De modo geral, não declaro meu voto, pois creio que, para o grande público, ele é tão irrelevante quanto minhas preferências cinematográficas, literárias, esportivas ou culinárias. Mas, especificamente, recuso-me a declarar voto neste espaço para não violar aquilo que deveria ser um princípio inegociável da imprensa profissional: o jornal precisa evitar a prática da persuasão utilitária.
A Folha tinha uma norma, hoje abolida, que vetava declarações de voto em colunas de opinião. Era uma derivação da regra intocável que separa, rigidamente, o espaço jornalístico do espaço publicitário. Um candidato é um produto no mercado da política –num certo sentido, como uma marca de sabonete é um produto no mercado da higiene pessoal. Não divulgo meu voto e não solicito que leitores votem em alguém pelo mesmo motivo que não faço publicidade de outras mercadorias.
Sei que sabonete é coisa diferente –mas isso só torna tudo pior. "Um bom jornal é uma nação conversando consigo mesma" (Arthur Miller). Ninguém cessa a conversa por divergências sobre sabonetes, mas escolhas de candidato poluem o diálogo. Um jornal cravejado por declarações de voto será lido (ou descartado) como material de propaganda partidária.
O Fundo Eleitoral e o horário "gratuito", financiados com dinheiro público, asseguram aos candidatos recursos que superam em muito o orçamento de qualquer veículo de imprensa. Eis o lugar mais eficaz para declarações de voto: as campanhas oficiais. Alegremente, elas publicariam os textos persuasivos dos articulistas de opinião, difundindo-os para uma audiência inalcançável pelos jornais.
Nos EUA, jornais costumam declarar voto, em seus editoriais. Nenhum problema. A declaração pontual torna mais transparente a relação do veículo com seus leitores. Adicionalmente, obriga os jornais que não querem perdê-los a preservar a busca da objetividade nos espaços noticioso e analítico, bem como a natureza apartidária das colunas de opinião.
O colunismo de opinião transita, por definição, em rotas contaminadas por alguma subjetividade. É indispensável, porém, mantê-la dentro de limites estreitos. A opinião em estado puro ("eu acho") só é de interesse público quando o sujeito que "acha" controla poderes suficientes para imprimir sua preferência pessoal na vida dos demais —como ocorre com presidentes, parlamentares ou juízes. Colunistas, por outro lado, precisariam sustentar suas opiniões em cerrada argumentação conceitual e evidências factuais. Declarações de voto, que são meras adesões ao arsenal discursivo das próprias campanhas, não cumprem o requisito.

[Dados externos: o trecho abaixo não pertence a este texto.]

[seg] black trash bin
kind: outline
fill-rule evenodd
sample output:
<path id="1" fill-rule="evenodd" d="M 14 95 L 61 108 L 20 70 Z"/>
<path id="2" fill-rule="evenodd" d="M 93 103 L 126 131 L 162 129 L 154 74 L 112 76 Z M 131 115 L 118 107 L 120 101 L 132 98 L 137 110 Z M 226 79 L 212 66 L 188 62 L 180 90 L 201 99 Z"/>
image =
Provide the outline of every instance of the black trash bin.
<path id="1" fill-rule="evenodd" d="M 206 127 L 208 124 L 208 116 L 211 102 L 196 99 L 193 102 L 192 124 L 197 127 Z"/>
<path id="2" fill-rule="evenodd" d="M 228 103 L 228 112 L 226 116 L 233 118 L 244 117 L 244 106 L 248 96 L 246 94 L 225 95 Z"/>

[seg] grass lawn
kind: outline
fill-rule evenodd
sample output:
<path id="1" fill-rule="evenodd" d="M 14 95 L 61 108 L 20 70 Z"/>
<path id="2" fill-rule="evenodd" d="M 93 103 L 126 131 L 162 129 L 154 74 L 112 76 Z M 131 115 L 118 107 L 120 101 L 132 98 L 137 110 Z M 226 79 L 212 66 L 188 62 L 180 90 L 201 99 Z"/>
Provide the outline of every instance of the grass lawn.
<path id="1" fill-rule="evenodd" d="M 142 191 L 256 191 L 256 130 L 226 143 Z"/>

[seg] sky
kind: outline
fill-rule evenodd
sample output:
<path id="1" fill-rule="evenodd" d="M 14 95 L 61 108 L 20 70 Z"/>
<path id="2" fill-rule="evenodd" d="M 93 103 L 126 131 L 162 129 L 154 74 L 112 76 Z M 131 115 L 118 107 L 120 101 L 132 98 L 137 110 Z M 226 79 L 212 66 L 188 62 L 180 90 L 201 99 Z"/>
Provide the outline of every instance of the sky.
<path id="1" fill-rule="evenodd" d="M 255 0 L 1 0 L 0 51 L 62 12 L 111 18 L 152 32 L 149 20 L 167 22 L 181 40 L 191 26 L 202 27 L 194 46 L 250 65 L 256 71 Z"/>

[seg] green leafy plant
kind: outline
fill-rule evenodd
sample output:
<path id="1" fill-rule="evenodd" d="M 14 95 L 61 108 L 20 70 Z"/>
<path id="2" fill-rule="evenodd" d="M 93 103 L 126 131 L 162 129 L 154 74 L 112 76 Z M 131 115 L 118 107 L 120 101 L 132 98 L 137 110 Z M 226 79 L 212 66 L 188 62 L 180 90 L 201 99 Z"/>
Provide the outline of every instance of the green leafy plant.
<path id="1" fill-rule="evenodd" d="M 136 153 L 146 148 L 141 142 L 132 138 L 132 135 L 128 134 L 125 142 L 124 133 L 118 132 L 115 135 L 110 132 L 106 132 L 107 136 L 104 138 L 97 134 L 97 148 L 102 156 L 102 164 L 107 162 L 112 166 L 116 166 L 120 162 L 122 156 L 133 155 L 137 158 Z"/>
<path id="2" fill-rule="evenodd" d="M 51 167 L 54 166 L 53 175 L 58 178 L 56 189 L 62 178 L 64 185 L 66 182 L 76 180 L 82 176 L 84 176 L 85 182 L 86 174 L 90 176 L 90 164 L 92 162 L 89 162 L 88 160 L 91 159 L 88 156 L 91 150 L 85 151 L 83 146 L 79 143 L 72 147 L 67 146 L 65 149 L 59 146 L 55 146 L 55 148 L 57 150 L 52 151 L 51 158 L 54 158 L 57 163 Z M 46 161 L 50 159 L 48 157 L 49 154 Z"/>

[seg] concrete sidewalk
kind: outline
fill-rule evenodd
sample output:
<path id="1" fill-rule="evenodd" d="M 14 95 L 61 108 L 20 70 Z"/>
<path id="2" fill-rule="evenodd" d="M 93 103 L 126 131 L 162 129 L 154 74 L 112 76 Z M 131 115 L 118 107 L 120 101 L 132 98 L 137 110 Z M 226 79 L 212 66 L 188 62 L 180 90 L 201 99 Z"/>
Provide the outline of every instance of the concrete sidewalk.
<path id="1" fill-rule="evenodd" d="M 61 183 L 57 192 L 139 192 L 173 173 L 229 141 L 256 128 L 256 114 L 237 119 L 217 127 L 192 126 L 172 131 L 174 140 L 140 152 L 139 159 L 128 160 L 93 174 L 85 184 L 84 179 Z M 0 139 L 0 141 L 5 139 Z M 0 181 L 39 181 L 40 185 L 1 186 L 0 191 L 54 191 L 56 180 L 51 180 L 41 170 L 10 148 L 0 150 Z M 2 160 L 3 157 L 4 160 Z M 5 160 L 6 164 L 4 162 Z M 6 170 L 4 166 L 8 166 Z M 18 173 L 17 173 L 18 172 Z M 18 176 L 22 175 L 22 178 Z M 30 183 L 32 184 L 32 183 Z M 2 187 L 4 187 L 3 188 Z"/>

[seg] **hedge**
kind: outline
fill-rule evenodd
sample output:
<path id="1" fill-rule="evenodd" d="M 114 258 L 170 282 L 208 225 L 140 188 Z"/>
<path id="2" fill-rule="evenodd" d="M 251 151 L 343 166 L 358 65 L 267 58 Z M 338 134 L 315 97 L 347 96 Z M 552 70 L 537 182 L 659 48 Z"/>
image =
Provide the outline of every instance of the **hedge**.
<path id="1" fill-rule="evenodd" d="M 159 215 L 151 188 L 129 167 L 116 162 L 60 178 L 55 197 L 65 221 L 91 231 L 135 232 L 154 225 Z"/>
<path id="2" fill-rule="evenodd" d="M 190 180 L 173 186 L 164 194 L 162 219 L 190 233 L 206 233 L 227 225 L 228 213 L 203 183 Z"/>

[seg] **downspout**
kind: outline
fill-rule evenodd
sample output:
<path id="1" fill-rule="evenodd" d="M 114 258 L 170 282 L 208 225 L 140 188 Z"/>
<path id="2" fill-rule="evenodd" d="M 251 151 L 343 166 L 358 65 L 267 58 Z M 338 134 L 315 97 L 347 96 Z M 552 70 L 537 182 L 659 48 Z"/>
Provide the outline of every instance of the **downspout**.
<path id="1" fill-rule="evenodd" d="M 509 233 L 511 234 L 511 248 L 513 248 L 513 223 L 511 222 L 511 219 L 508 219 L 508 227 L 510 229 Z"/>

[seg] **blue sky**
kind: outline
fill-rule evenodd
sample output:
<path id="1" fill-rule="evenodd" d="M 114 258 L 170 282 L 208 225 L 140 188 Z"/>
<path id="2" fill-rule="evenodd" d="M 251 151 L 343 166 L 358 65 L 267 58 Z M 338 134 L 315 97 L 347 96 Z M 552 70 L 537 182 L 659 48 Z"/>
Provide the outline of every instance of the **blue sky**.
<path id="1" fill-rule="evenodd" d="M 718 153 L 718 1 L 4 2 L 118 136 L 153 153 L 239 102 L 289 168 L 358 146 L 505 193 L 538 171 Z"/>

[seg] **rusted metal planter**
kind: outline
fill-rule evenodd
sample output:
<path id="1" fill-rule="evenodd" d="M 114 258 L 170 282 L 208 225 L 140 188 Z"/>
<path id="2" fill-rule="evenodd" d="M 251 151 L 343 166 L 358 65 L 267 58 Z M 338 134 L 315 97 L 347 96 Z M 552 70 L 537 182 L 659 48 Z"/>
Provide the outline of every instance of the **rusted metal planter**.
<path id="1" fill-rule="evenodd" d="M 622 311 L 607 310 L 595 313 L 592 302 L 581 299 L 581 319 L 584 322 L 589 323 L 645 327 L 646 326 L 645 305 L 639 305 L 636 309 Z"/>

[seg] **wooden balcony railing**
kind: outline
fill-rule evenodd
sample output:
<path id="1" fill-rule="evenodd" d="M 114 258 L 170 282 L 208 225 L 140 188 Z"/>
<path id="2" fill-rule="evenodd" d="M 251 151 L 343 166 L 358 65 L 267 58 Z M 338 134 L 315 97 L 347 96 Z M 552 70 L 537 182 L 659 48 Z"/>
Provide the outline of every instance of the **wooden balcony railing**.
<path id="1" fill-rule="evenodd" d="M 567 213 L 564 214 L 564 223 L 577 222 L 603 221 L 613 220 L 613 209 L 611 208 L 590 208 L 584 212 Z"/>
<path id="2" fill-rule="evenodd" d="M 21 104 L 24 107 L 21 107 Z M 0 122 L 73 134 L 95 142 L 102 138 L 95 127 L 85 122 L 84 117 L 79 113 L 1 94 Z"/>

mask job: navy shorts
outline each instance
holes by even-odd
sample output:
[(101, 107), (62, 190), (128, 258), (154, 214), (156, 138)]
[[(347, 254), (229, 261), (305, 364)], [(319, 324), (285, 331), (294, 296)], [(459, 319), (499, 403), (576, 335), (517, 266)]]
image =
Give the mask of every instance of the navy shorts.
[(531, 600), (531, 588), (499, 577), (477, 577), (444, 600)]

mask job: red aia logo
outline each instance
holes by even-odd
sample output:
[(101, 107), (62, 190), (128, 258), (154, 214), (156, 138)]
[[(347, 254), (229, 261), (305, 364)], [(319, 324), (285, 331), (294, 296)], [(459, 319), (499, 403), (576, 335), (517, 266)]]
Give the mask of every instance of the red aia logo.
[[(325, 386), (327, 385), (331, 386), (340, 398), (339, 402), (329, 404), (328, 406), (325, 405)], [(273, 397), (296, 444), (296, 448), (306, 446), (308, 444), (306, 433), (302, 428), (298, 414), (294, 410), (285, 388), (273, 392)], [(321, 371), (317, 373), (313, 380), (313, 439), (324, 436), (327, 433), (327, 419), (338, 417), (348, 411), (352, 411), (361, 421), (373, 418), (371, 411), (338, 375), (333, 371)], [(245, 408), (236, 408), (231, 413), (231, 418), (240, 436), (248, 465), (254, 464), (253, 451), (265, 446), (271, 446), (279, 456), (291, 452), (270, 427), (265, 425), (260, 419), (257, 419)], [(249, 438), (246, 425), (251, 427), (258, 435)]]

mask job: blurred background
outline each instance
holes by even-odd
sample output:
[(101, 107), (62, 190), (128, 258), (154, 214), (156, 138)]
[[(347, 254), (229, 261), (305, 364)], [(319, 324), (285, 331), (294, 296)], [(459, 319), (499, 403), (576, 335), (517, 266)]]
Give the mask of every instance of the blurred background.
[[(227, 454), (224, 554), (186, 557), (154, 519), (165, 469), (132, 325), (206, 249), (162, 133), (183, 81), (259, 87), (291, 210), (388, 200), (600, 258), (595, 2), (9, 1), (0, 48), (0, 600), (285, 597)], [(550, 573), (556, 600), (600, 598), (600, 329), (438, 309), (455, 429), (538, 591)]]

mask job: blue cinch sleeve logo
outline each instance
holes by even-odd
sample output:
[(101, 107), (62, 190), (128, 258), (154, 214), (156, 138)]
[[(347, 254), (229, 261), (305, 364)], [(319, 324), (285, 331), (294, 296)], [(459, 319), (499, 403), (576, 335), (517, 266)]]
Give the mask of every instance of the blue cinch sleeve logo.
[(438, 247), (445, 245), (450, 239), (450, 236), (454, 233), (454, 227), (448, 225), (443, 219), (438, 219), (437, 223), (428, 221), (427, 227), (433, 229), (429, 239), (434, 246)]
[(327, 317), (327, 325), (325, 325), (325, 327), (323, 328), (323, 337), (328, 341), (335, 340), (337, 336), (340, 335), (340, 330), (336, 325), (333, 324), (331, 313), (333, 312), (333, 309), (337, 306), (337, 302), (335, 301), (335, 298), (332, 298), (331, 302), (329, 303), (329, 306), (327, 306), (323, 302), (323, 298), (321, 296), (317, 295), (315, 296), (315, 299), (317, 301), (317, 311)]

Há dois tipos de persuasão. A persuasão utilitária, típica da publicidade, tem a finalidade de provocar uma decisão de consumo. Campanhas eleitorais pertencem ao discurso publicitário porque pretendem convencer o eleitor a comprar uma mercadoria simbólica: o candidato X ou Y. Já a persuasão não utilitária almeja convencer o público sobre o valor de certas ideias. É essa a vocação das colunas de opinião.
A crítica implacável de atos ou ideologias de autoridades, líderes partidários e partidos faz parte da missão do colunismo político. Vale até elogiá-los –parcimoniosamente, pois eles têm fartos meios para disseminar autoelogios. Nada disso se confunde com declarações de voto.
As redes sociais deturparam as percepções sobre o debate público. Nelas, opiniões geram recompensas psicológicas, na forma de "likes". O mecanismo estimula a fragmentação dos participantes em bolhas dedicadas à reconfirmação de seus pontos de vista. O colunismo que declara voto tende a reproduzir o panorama das redes, selecionando leitores ansiosos pela reiteração de suas próprias opiniões.
Leitores atentos e vacinados contra fanatismos adivinharão meu voto, se quiserem perder tempo com isso. Mas não o declaro, em respeito a eles.